Thursday, September 13, 2007

Immunology

Our first two and a half weeks were a whirlwind of immunology and rheumatology. I was quite impressed; we covered the salient points of immunology in just a week. It's interesting learning this in a medical context; we learn some very specific details like NADPH oxidase because it plays a role in chronic granulomatous disease, yet we leave out other details like how RAG-1 and RAG-2 mediate VDJ recombination since the mechanism isn't important to physicians. When I took an immunology course at Stanford, we spent hours studying recombination signal sequences and hairpin loops and terminal deoxynucleotidyl transferase because the experiments were so elegant and the machinery so fascinating. I'm glad, though, that we focused more on clinical stuff as I knew very little about that. We read some journal articles too, which was good. Immunology is an interesting field because it has such a steep learning curve with figuring out the language and jargon, but once you begin feeling your way around, you realize how much and how little we know about it.

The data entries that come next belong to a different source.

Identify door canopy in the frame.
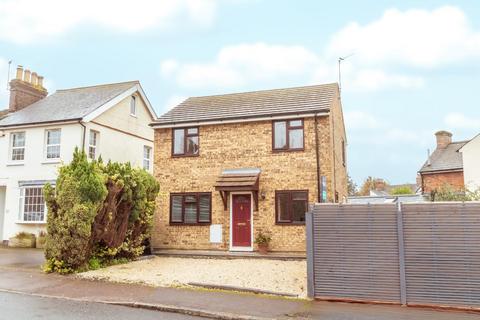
[215,169,261,211]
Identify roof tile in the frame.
[154,83,338,124]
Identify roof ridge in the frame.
[450,140,470,144]
[55,80,140,92]
[186,82,338,100]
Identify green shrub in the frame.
[15,231,35,239]
[44,150,159,273]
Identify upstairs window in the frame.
[275,190,308,224]
[45,129,61,159]
[272,119,304,151]
[143,146,152,170]
[20,186,47,222]
[88,130,100,160]
[130,96,137,116]
[170,192,212,224]
[172,127,199,156]
[10,131,25,161]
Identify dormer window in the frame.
[45,129,61,160]
[130,96,137,116]
[10,131,25,161]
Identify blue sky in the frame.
[0,0,480,183]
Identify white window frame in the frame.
[43,128,62,161]
[88,129,100,160]
[130,96,137,117]
[18,186,47,224]
[143,146,153,171]
[8,131,27,163]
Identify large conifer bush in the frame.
[44,150,159,273]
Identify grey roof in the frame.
[419,141,468,173]
[154,83,338,124]
[347,194,427,204]
[0,81,138,127]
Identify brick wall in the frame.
[152,112,346,251]
[422,171,465,193]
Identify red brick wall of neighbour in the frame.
[422,171,465,193]
[152,110,346,251]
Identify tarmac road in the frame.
[0,292,202,320]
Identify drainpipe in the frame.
[78,120,87,152]
[315,113,322,202]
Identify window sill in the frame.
[272,148,305,153]
[7,161,25,167]
[172,154,200,158]
[42,159,62,164]
[275,222,305,226]
[15,220,47,224]
[170,222,212,227]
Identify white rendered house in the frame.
[459,134,480,191]
[0,66,156,243]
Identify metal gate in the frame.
[307,203,480,308]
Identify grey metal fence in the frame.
[307,203,480,308]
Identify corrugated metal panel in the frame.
[312,204,400,303]
[402,203,480,307]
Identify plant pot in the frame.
[258,243,268,254]
[8,237,35,248]
[35,237,46,249]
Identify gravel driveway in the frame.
[78,257,307,298]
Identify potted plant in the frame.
[255,232,272,254]
[8,232,35,248]
[35,230,47,249]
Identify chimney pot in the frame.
[9,65,48,112]
[23,69,30,83]
[15,65,23,80]
[435,130,452,149]
[32,72,38,87]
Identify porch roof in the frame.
[215,168,261,211]
[215,169,260,191]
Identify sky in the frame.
[0,0,480,184]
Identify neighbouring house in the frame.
[418,131,467,194]
[152,84,347,252]
[0,66,156,244]
[460,134,480,191]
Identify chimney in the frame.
[435,130,452,149]
[374,179,387,191]
[9,66,48,112]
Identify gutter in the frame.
[78,120,87,152]
[150,109,330,129]
[0,118,82,130]
[314,114,323,203]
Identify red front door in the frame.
[232,194,252,247]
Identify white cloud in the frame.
[327,6,480,67]
[163,95,187,112]
[161,42,319,87]
[0,0,216,43]
[162,6,480,92]
[344,111,381,130]
[444,112,480,131]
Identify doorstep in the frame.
[153,249,306,261]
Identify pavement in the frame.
[0,292,202,320]
[0,248,480,320]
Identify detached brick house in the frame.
[418,131,468,194]
[152,84,347,252]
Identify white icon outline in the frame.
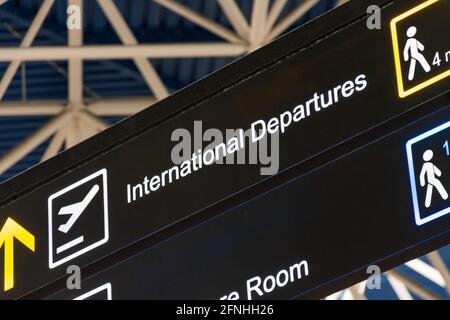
[403,26,431,81]
[406,121,450,226]
[73,282,112,300]
[48,169,109,269]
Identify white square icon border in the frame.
[48,169,109,269]
[406,121,450,226]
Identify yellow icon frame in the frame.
[391,0,450,98]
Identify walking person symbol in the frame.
[420,150,448,208]
[403,26,431,81]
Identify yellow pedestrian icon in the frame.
[0,218,35,291]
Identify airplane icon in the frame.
[58,184,100,233]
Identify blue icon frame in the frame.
[406,121,450,226]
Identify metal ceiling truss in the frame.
[0,0,450,299]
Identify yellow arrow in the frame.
[0,218,34,291]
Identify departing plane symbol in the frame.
[58,184,100,233]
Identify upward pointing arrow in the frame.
[0,218,34,291]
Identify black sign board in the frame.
[0,0,449,298]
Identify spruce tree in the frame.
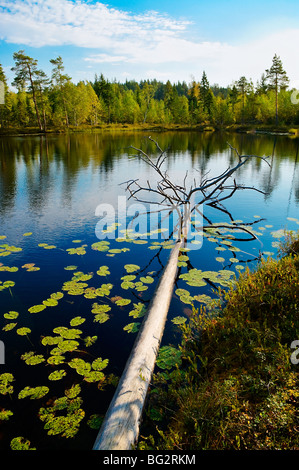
[266,54,289,125]
[11,50,43,131]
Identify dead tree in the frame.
[93,138,268,450]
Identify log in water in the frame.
[93,241,182,450]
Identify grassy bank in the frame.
[139,233,299,450]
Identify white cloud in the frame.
[0,0,299,85]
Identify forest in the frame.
[0,50,299,132]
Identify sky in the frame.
[0,0,299,88]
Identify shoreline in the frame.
[0,124,299,137]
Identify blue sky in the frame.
[0,0,299,87]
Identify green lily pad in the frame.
[21,351,45,366]
[124,264,140,273]
[140,276,155,284]
[97,266,110,276]
[0,372,14,395]
[157,346,182,370]
[17,326,31,336]
[3,310,19,320]
[123,323,140,333]
[70,316,86,326]
[2,323,17,331]
[129,302,146,318]
[28,304,46,313]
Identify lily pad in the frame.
[123,322,140,333]
[97,266,110,276]
[17,326,31,336]
[18,386,49,400]
[28,304,46,313]
[124,264,140,273]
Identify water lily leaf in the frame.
[47,354,65,366]
[84,287,97,299]
[91,357,109,370]
[83,336,98,348]
[18,386,50,400]
[43,299,58,307]
[17,326,31,336]
[0,372,14,395]
[156,346,182,370]
[175,289,193,305]
[96,284,113,297]
[123,323,140,333]
[28,304,46,313]
[2,323,17,331]
[91,302,111,313]
[140,276,155,284]
[121,274,136,282]
[124,264,140,273]
[87,414,104,429]
[48,369,66,380]
[0,263,19,273]
[50,292,63,300]
[10,436,36,450]
[179,268,207,287]
[129,302,146,318]
[171,316,187,325]
[115,298,131,307]
[66,245,86,255]
[3,281,15,288]
[70,316,86,326]
[41,336,62,346]
[120,281,135,290]
[0,408,13,422]
[21,351,45,366]
[3,310,19,320]
[53,326,82,339]
[97,266,110,276]
[93,313,109,323]
[271,229,286,238]
[91,240,110,251]
[193,294,212,304]
[84,370,105,383]
[68,357,91,375]
[64,384,81,399]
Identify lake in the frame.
[0,131,299,450]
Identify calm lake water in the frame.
[0,132,299,449]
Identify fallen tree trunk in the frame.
[93,240,182,450]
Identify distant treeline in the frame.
[0,50,299,131]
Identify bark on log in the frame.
[93,241,182,450]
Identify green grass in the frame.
[139,236,299,450]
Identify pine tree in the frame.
[266,54,289,125]
[50,56,71,127]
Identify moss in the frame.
[139,241,299,450]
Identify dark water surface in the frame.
[0,132,299,449]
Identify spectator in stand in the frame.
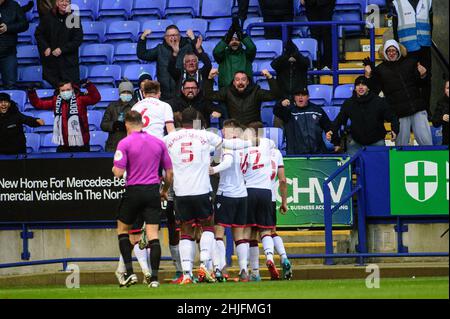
[392,0,433,119]
[36,0,56,20]
[134,72,153,102]
[28,81,101,153]
[101,81,135,152]
[433,80,449,145]
[259,0,294,40]
[137,25,195,101]
[0,93,45,155]
[364,40,433,146]
[300,0,336,69]
[0,0,28,90]
[273,88,334,155]
[333,76,400,156]
[35,0,83,88]
[167,78,213,127]
[168,31,212,96]
[204,69,280,125]
[271,40,310,100]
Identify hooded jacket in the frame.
[0,101,39,155]
[333,92,400,145]
[273,102,332,155]
[213,35,256,88]
[432,96,450,145]
[137,38,194,101]
[368,40,427,118]
[204,78,280,125]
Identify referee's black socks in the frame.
[119,234,134,275]
[148,239,161,281]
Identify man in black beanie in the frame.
[333,76,400,156]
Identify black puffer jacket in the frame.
[333,92,400,145]
[0,0,29,58]
[0,102,39,155]
[369,57,427,118]
[137,38,196,101]
[273,102,332,155]
[204,78,280,125]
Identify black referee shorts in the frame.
[117,184,161,225]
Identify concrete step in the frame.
[277,230,351,243]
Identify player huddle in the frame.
[113,82,292,287]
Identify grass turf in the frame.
[0,277,449,299]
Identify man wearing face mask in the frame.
[204,69,280,125]
[333,76,400,156]
[28,80,101,153]
[101,81,135,152]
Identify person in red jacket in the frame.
[28,81,101,153]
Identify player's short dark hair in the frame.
[143,81,161,94]
[181,107,201,124]
[125,111,142,125]
[223,119,242,128]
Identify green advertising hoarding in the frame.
[277,157,353,227]
[389,149,449,216]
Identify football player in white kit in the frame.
[210,119,248,282]
[240,122,280,281]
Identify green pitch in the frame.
[0,277,449,299]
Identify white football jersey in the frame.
[131,97,173,140]
[270,148,284,202]
[164,129,222,196]
[217,150,247,198]
[241,138,275,190]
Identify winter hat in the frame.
[383,40,402,61]
[355,75,369,87]
[0,93,11,102]
[119,81,133,93]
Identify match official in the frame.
[112,111,173,288]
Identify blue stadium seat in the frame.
[165,0,200,18]
[122,63,156,83]
[113,43,139,63]
[177,19,208,38]
[25,133,41,154]
[33,111,55,133]
[0,90,27,112]
[332,84,355,105]
[308,84,333,105]
[17,45,39,65]
[98,0,133,20]
[255,40,283,60]
[89,64,122,87]
[81,21,106,43]
[89,131,108,152]
[323,106,341,121]
[202,0,234,19]
[17,23,38,44]
[18,65,42,85]
[431,126,442,145]
[105,21,141,42]
[93,88,119,110]
[292,38,319,62]
[202,39,219,61]
[244,17,264,40]
[87,110,103,131]
[131,0,166,22]
[140,19,174,39]
[80,43,114,64]
[39,133,58,153]
[261,106,274,127]
[205,18,231,40]
[264,127,284,151]
[72,0,100,20]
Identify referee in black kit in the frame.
[112,111,173,288]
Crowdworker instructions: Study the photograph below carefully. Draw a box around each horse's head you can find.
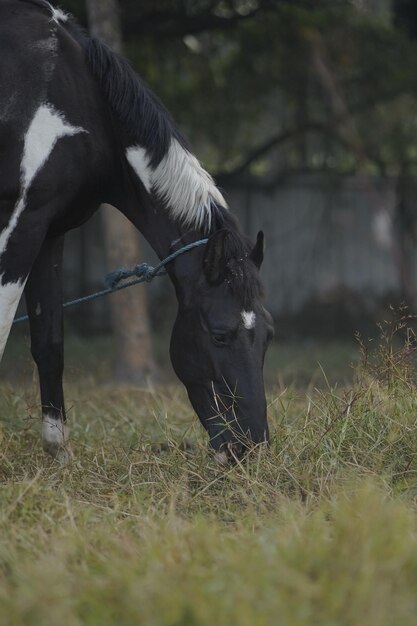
[171,228,273,462]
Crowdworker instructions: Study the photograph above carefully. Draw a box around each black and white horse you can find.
[0,0,272,461]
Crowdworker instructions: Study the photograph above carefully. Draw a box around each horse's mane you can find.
[20,0,231,233]
[85,39,187,167]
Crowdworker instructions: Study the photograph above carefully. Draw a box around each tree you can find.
[86,0,155,384]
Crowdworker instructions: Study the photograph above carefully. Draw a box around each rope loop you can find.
[13,239,208,324]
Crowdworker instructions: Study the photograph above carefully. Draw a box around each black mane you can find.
[20,0,188,167]
[84,38,187,167]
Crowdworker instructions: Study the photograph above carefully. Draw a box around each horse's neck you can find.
[118,172,206,284]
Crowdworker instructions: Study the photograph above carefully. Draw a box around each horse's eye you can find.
[211,330,230,346]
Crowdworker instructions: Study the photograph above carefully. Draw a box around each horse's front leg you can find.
[25,237,71,463]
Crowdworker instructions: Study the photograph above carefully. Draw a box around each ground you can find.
[0,336,417,626]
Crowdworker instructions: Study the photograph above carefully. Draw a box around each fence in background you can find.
[17,175,406,330]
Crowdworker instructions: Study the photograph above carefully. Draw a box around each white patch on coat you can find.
[126,146,152,193]
[0,104,86,361]
[126,139,227,229]
[240,311,256,330]
[0,276,26,361]
[0,104,86,256]
[42,413,72,463]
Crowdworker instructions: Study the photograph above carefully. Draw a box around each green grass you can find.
[0,330,417,626]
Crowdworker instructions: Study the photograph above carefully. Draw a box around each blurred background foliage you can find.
[61,0,417,179]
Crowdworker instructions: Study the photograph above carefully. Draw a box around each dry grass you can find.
[0,330,417,626]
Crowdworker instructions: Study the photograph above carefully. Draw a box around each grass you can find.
[0,324,417,626]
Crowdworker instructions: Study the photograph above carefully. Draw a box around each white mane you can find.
[126,138,227,230]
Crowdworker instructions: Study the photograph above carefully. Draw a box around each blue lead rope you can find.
[13,233,208,324]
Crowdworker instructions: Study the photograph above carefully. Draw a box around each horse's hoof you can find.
[42,415,73,465]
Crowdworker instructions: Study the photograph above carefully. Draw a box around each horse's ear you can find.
[203,228,228,285]
[249,230,265,269]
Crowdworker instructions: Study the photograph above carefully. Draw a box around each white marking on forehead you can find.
[48,2,69,24]
[126,139,227,228]
[0,104,87,256]
[0,276,26,361]
[240,311,256,330]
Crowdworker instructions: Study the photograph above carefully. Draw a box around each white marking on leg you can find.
[0,104,87,256]
[126,139,227,229]
[0,276,26,361]
[42,413,72,463]
[240,311,256,330]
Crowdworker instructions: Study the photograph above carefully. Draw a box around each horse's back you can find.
[0,0,115,224]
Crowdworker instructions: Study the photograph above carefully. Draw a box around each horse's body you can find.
[0,0,270,459]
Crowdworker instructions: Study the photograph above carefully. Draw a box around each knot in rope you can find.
[104,263,166,289]
[13,239,208,324]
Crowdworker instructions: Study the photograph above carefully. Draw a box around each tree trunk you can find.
[86,0,155,384]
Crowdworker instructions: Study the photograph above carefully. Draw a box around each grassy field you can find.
[0,330,417,626]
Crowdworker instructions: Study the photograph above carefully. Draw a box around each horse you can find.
[0,0,273,464]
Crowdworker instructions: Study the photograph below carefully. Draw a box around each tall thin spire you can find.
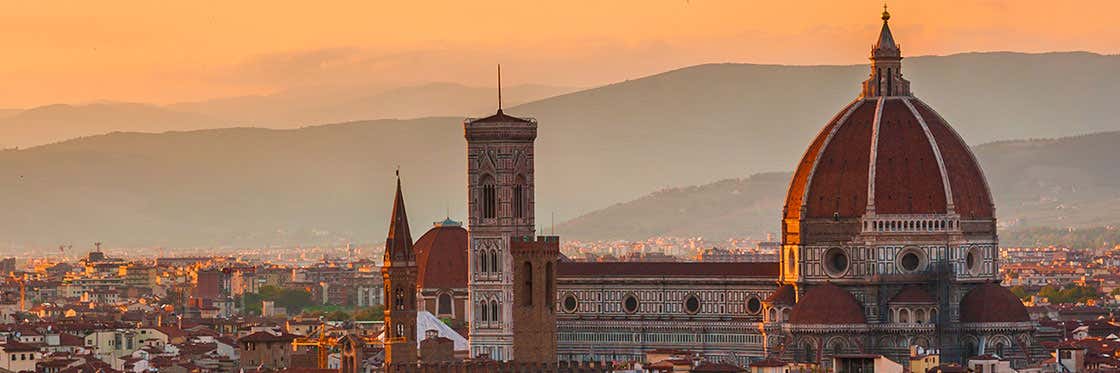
[860,3,911,97]
[385,168,412,261]
[497,64,502,113]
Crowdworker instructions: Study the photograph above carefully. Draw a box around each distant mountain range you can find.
[557,132,1120,240]
[170,83,578,128]
[0,53,1120,246]
[0,83,576,148]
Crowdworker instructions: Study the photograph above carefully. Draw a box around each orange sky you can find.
[0,0,1120,108]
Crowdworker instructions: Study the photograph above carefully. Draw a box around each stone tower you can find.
[381,172,417,366]
[511,236,560,364]
[463,82,536,361]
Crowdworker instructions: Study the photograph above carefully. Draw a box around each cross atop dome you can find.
[860,4,911,97]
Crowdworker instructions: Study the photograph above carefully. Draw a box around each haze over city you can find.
[0,0,1120,373]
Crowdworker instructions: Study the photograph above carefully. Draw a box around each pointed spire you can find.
[385,167,412,262]
[860,4,911,99]
[871,3,902,58]
[497,64,502,114]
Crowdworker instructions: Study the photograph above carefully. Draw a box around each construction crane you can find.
[291,323,338,369]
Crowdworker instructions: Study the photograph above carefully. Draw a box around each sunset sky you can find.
[0,0,1120,109]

We also learned a few interesting rheumatologic diseases: SLE, OA, RA, gout, the spondyloarthropathies. We did all the vasculitis diseases in an hour which was sort of ridiculous. Rheumatology is interesting in many ways to me: it involves immunology gone awry, multiple organ systems, and diagnosis from history and physical. But unfortunately, joints simply don't fascinate me.

Our exam was yesterday, and it was all short answers. It reminded me a lot of undergrad tests. I wore my "It's not lupus" shirt, but unfortunately, one test question was most definitely lupus. Ah, well.